NMUSFL_070702_009
Existing comment: Hanoi Taxi -- The Last Starlifter:
On May 6, 2006, the U.S. Air Force retired its last Lockheed C-141 Starlifter to the National Museum of the United States Air Force at Wright-Patterson AFB, Ohio. The decades of distinguished service performed by C-141s would have been enough to draw the attention of aviation enthusiasts around the world, but the retirement of this particular aircraft, serial number 66-0177, marked a major milepost in American history.

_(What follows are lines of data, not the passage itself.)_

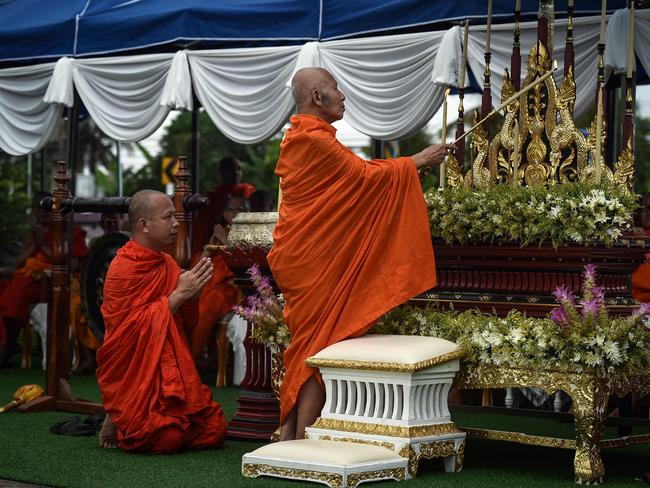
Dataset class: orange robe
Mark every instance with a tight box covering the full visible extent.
[192,183,255,254]
[268,115,436,422]
[97,240,226,453]
[0,227,88,347]
[632,230,650,303]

This aircraft had become world famous on February 12, 1973, as the first C-141 to land in North Vietnam to repatriate the American prisoners of war (POWs) as part of the peace settlement for the Southeast Asia War. Displaying a large Red Cross on its tail to demonstrate the humanitarian mission it was flying, 66-0177 landed at Gia Lam Airport, Hanoi, as the first group of 40 POWs waited with no visible signs of emotion. Having vowed to show no emotion in front of their North Vietnamese captors, they quietly boarded the airplane and took their seats. As the wheels lift the runway, however, the world inside the airplane erupted with a joyous cheer from the freed American servicemen, and this now famous aircraft turned toward Clark Air Force Base in the Philippines on the flight that symbolized the end of the Southeast Asia War.
This aircraft flew two missions into Hanoi, carrying out 78 POWs and two civilian refugees to the Philippines, and four missions from the Philippines to the United States carrying 76 ex-POWs. Afterward, 66-0177 continued flying missions around the world, but the airplane would never be the same. Demonstrating its historic importance, the aircraft quickly became immortalized with the nickname: Hanoi Taxi.
Over the next three decades of service, the Hanoi Taxi flew more than 40,000 hours, and it underwent many changes. Originally built as a C-141A model, its fuselage was lengthened by 23.3 feet in the early 1980s, and the U.S. Air Force redesignated it as a C-141B. Later, the aircraft had its wings strengthened, and from 1997 to 2001, and C-141Bs were converted to C-141Cs by the addition of advanced avionics. In 2002, the Hanoi Taxi received its final programmed depot maintenance, and it was repainted as it appeared when it went to Hanoi in 1973 -- except for the Red Cross. It flew in these markings for the next four years.
In May 2004, the Hanoi Taxi again tapped the timelines of history when Maj. Gen. Edward J. Mechenbier, himself a POW repatriated from Vietnam, flew it back to Vietnam to repatriate the remains of two American service members killed in action.
Much as the designation of the Vietnam Veterans Memorial in Washington, D.C. in 1982, marked a signpost for those American service members who died in the Southeast Asia War, the retirement of the Hanoi Taxi at the National Museum of the U.S. Air Force similarly marked the signpost for America's prisoners of war and missing in action of that war.